她抬腕看了眼時間,說:「你等會,我出去看一眼。」
清晨的黑馬河,寒風凜冽,空氣像是凍刀子一樣,呼吸一口都要命。
曲一弦披著衝鋒衣往外一站,立刻清醒了。
她回屋,一股腦鑽進被窩裡,對姜允說:「恭喜你啊,可以多睡兩小時了。
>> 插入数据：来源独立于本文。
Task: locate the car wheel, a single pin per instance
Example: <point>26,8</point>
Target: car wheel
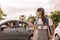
<point>31,38</point>
<point>56,37</point>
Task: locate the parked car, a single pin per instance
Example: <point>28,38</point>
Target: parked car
<point>57,32</point>
<point>20,31</point>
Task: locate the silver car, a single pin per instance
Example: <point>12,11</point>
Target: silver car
<point>20,30</point>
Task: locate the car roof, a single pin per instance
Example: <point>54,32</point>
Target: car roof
<point>11,20</point>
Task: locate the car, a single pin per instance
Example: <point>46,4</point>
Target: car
<point>57,32</point>
<point>21,30</point>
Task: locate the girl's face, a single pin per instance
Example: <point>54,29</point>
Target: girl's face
<point>38,14</point>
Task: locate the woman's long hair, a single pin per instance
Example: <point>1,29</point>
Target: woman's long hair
<point>42,14</point>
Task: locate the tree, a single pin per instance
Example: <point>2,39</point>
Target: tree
<point>55,16</point>
<point>22,17</point>
<point>31,17</point>
<point>2,15</point>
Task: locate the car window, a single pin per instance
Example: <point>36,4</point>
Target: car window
<point>22,24</point>
<point>8,24</point>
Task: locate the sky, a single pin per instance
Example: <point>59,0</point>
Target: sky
<point>14,8</point>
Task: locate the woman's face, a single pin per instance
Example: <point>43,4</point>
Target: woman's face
<point>38,14</point>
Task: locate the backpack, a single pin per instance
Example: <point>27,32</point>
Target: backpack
<point>47,23</point>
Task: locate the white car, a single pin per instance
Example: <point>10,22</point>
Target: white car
<point>57,32</point>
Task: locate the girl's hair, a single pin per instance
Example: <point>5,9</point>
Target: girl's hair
<point>42,14</point>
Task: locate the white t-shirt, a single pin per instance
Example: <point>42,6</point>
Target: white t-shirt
<point>40,23</point>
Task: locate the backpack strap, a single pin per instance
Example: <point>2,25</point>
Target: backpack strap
<point>47,21</point>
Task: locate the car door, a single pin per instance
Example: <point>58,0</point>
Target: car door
<point>23,29</point>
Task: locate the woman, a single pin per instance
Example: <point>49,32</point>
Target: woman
<point>41,25</point>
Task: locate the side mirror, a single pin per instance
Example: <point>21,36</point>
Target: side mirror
<point>3,27</point>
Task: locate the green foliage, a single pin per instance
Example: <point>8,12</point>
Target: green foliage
<point>2,14</point>
<point>31,17</point>
<point>55,16</point>
<point>22,17</point>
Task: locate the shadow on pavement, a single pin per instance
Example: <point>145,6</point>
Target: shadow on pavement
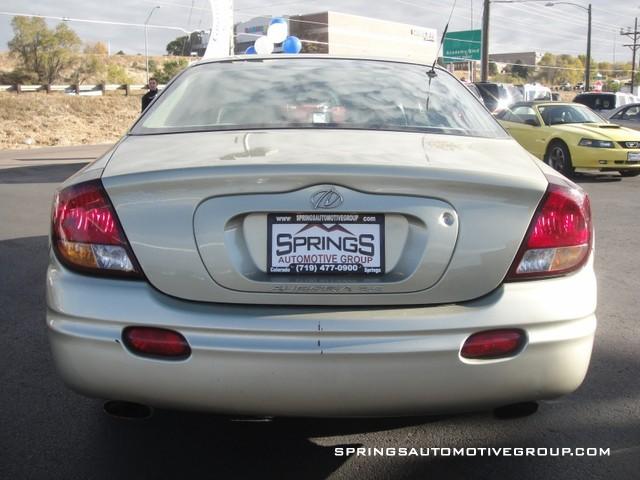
<point>596,178</point>
<point>39,173</point>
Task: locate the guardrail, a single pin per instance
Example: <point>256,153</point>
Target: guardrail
<point>75,89</point>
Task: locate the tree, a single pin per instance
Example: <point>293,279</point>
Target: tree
<point>88,67</point>
<point>179,46</point>
<point>42,51</point>
<point>170,69</point>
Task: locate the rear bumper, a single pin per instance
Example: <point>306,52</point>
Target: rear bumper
<point>610,158</point>
<point>320,361</point>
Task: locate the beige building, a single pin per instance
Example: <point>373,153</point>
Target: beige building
<point>351,35</point>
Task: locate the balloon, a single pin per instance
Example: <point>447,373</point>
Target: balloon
<point>278,30</point>
<point>292,45</point>
<point>263,46</point>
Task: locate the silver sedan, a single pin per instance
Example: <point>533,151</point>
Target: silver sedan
<point>320,236</point>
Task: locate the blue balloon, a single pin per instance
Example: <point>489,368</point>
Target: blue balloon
<point>291,45</point>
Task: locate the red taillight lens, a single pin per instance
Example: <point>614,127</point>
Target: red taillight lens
<point>559,238</point>
<point>493,344</point>
<point>157,342</point>
<point>86,234</point>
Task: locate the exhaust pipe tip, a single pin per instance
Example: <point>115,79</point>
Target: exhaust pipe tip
<point>516,410</point>
<point>127,410</point>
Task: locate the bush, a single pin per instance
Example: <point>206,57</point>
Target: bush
<point>117,74</point>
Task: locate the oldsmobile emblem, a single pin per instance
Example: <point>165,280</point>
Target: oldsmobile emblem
<point>326,199</point>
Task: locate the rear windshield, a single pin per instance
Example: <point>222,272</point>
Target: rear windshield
<point>317,93</point>
<point>599,101</point>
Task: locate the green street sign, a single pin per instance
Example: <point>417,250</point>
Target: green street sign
<point>462,46</point>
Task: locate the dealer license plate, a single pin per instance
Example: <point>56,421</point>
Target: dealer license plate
<point>633,157</point>
<point>325,243</point>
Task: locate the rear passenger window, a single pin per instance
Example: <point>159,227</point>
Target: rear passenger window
<point>521,114</point>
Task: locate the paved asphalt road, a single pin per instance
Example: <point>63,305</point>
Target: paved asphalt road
<point>47,431</point>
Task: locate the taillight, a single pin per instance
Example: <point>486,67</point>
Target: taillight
<point>493,344</point>
<point>86,234</point>
<point>559,238</point>
<point>156,342</point>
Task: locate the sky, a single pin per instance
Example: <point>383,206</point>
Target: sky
<point>515,26</point>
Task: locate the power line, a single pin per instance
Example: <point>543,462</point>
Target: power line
<point>86,20</point>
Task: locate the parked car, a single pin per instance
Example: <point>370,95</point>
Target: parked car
<point>498,96</point>
<point>473,89</point>
<point>360,238</point>
<point>569,136</point>
<point>535,91</point>
<point>605,101</point>
<point>627,116</point>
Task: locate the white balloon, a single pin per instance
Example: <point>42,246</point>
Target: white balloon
<point>263,46</point>
<point>277,32</point>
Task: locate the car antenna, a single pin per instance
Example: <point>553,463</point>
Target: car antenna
<point>431,73</point>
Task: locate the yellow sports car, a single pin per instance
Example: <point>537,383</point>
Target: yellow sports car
<point>567,136</point>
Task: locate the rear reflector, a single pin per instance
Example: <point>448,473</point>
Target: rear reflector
<point>156,342</point>
<point>86,234</point>
<point>559,238</point>
<point>493,344</point>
」
姜允:「……」她並沒有被安慰到,反而更沮喪了。
八點,曲一弦準時挨個房間敲門叫人。
她留出十分鐘給幾人收拾行李,自己拎了熱水壺去門崗接熱水,泡壺養生茶帶著路上喝。
袁野和她的生物鐘最接近,沒多久就出現在了停車場。
他看上去一晚沒睡好,掛著黑眼圈,神情萎靡。
曲一弦正在擦車。
黑馬河後半夜下了整夜的雨,雨水在車身上蜿蜒出一道道水漬,加上昨天在拉脊山冒雨前行的泥灰,整輛車看上去跟剛從泥水裡撈起來的,慘不忍睹。
今天下半程要走戈壁,風沙大,不趁這會擦乾淨了,等到今晚投宿大柴旦,壓根沒時間清理。
袁野在她車前站了會,沒話找話:「曲爺,天還沒晴,你擦什麼車啊?」
黑馬河還飄著牛毛細雨,按行程,從黑馬河鄉出發,途徑橡皮山到茶卡鹽湖。這點公里數,根本不夠變天的。估計今天的天空之境也是灰濛濛一片,沒什麼可逛的。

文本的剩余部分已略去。